Things go south, unfortunately, when Boyko’s narrative goes south. Simply put, the author’s obvious lack of familiarity with the Civil War leads to a litany of errors, incomplete descriptions, and misstatements, especially in the book’s first half, that taken together undermine the whole. His definition of “abolition,” for example, is too broad to be useful. Boyko’s explanation of slave surnames is off-base, while his description of Underground Railroad conductors as “sympathetic white people” is passé (22). The author misunderstands Manifest Destiny, conflates the Compromise of 1850 with the Fugitive Slave Law while having Millard Fillmore sign Henry Clay’s Omnibus Bill, and implies that Samuel Gridley Howe was with John Brown at Harpers Ferry. Matters do not improve with the coming of war. Lincoln calls for volunteers “on the afternoon of Sumter’s fall,” after which Robert E. Lee “offered his services to Jefferson Davis, who accepted without hesitation” (71).
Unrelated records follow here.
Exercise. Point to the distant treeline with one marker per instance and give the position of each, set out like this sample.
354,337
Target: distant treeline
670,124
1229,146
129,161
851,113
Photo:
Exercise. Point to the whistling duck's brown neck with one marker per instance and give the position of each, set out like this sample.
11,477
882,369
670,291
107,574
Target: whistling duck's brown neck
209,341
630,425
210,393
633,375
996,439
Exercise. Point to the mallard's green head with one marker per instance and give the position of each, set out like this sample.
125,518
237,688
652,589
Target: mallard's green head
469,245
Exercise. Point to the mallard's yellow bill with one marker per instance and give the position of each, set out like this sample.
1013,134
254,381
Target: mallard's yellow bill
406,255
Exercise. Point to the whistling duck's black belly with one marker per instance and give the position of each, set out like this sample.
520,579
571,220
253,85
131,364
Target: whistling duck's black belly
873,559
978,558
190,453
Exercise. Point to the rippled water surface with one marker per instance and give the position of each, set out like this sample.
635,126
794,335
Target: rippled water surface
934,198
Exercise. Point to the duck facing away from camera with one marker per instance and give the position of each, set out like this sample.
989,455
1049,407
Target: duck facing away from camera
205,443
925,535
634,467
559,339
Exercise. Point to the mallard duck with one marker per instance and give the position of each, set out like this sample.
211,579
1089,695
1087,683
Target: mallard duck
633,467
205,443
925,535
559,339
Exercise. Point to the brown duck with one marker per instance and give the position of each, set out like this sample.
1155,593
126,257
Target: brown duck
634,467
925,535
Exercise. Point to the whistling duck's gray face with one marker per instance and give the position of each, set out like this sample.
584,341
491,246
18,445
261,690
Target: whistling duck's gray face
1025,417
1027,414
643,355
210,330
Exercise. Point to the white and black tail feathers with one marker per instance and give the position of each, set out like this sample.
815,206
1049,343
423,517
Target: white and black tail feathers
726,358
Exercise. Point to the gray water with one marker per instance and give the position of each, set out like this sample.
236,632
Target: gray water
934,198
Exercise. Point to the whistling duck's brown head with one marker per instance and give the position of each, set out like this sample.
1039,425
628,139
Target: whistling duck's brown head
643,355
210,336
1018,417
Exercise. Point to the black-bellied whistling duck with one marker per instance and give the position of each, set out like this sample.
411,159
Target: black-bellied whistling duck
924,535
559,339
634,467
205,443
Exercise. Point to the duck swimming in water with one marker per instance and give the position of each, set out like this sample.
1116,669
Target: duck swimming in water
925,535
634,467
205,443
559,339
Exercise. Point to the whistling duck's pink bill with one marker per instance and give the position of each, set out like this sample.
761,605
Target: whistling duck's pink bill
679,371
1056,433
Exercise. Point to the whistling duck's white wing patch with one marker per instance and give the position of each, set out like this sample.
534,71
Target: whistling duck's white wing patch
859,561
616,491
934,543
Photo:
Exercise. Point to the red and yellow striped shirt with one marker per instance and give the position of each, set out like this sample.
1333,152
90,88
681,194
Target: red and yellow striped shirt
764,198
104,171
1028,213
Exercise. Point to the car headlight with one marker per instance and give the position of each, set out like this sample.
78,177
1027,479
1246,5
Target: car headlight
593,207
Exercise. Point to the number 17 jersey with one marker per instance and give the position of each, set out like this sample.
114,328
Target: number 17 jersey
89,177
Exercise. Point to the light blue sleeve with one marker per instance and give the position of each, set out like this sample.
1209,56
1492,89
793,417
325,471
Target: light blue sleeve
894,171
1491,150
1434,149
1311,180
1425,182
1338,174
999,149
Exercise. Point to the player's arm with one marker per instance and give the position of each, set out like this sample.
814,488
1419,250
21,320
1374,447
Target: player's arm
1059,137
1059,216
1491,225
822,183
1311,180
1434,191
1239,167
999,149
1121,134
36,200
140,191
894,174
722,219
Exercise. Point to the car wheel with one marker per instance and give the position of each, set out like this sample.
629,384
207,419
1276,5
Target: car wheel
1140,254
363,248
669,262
The author stumbles even more egregiously when he attempts to explain both the second wave of secession and the first battle at Manassas, which also was not fought on July 12, 1861. Other timing issues create similar confusion, as when Boyko seemingly mixes up Seven Pines with Gaines’ Mill. No, George B. McClellan and the Army of the Potomac did not fight at Second Bull Run. No, Vicksburg is not in Tennessee. No, William Tecumseh Sherman did not march to the sea across South Carolina. And so it goes, until the exasperated reader wants nothing so much as to put down the book and mimic John Macdonald.
Apparently part of the problem is that the author’s research did not adequately supplement prior lack of knowledge. Here the qualifier “apparently” is appropriate because unfortunately it is sometimes impossible to determine what sources the author actually did use. To be fair, trade presses routinely frown upon scholars’ methodological zeal to footnote fully, yet too much specific information in Blood and Daring goes uncited. Moreover, the secondary works that are referenced frequently are often older volumes, such as Douglas Southall Freeman’s Lee and even Carl Sandburg’s Lincoln, or else popular histories, notably Amanda Foreman’s A World on Fire (2011), and, inevitably, Doris Kearns Goodwin’s Team of Rivals (2005). No American archives are listed in the bibliography, although the author extensively mined Canadian repositories.
One of the most welcome trends of the current sesquicentennial has been a growing interest in placing the American Civil War in world context. The interlacing events of Canadian and American nationalism need to be a significant part of that reevaluation. Unfortunately, Blood and Daring in the end muddies as much as it explains.
Kenneth W. Noe is Alumni Professor and Draughon Professor of Southern History at Auburn University, and most recently the editor of The Yellowhammer War: Alabama in the Civil War and Reconstruction, forthcoming from the University of Alabama Press.